23 Ocak 2013 Çarşamba
günü Dar üs Selam’dan Zanzibar adasına gidiyoruz. Zanzibar Devlet
Üniversitesi’ndeki konferansımıza katılıyoruz. Üniversite rektörü Prof. Dr.
İdris A. Rai’nin Türkiye’de Boğaziçi Üniversitesi’nde eğitim aldığını
öğreniyoruz. Zanzibar adası 1,3 milyon nüfusu olan yüzde 99’u Müslüman olan
güzel bir ada. Temel geçim kaynağı baharat ve turizm olan bu ada, uzun yıllar
Umman Krallığı’nın kontrolünde kalmış ve Umman Arap kültürünün bu adada birçok
mimari yapıya yansıdığını görmekteyiz. Ada 1964 yılında bağımsızlığına
kavuşuyor. Yarı özerk bir siyasi yapıya sahip olan bu ada, iç işlerinde
bağımsız iken, dış ilişkilerinde Tanzanya’ya bağlıdır. TİKA’nın Zanzibar
Üniversitesini bazı projelerle desteklediğini öğreniyoruz. 24 Ocak 2013
Perşembe akşamı Zanzibar’da büyük bir programa katılıyoruz.
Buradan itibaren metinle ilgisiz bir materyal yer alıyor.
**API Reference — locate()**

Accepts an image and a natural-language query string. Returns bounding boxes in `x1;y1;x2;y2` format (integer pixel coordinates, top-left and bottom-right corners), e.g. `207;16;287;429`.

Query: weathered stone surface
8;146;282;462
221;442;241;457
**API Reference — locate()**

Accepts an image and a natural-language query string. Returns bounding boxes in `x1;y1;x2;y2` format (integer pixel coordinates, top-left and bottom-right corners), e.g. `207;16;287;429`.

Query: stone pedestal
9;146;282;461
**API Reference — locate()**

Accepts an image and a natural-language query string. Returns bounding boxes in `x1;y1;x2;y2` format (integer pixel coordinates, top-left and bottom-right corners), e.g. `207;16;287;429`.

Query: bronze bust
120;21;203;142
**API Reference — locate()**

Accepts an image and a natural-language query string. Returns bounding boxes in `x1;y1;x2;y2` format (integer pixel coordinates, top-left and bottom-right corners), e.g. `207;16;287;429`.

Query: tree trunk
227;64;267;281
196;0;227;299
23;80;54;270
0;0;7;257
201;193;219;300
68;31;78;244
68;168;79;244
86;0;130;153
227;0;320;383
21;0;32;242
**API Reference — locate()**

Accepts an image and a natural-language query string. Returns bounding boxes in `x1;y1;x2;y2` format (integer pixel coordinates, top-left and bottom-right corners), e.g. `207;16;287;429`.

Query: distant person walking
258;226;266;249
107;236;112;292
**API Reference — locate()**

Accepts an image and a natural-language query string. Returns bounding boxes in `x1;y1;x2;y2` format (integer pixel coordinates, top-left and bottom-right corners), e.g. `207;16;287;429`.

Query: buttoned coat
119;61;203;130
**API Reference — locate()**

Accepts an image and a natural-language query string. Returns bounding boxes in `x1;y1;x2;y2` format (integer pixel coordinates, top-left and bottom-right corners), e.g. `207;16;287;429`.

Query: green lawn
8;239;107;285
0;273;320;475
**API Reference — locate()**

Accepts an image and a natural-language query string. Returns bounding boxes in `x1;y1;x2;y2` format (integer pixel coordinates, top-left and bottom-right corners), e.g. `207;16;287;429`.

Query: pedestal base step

Binlerce insan
Peygamber Efendimiz (s.a.v)’in doğum gününü kutluyorlar. Zanzibar Devlet
Başkanı da dâhil tüm devlet erkânının bu programa katıldığını öğreniyoruz.
Sonradan öğreniyoruz ki Tanzanya ve Zanzibar Adasında Efendimizin doğum günü
münasebeti ile Cuma günü resmi tatil ilan edilmiş.
27 Ocak 2013
Pazar günü Türk Havayolları ile Dar üs Selam’dan İstanbul’a hareket ediyoruz.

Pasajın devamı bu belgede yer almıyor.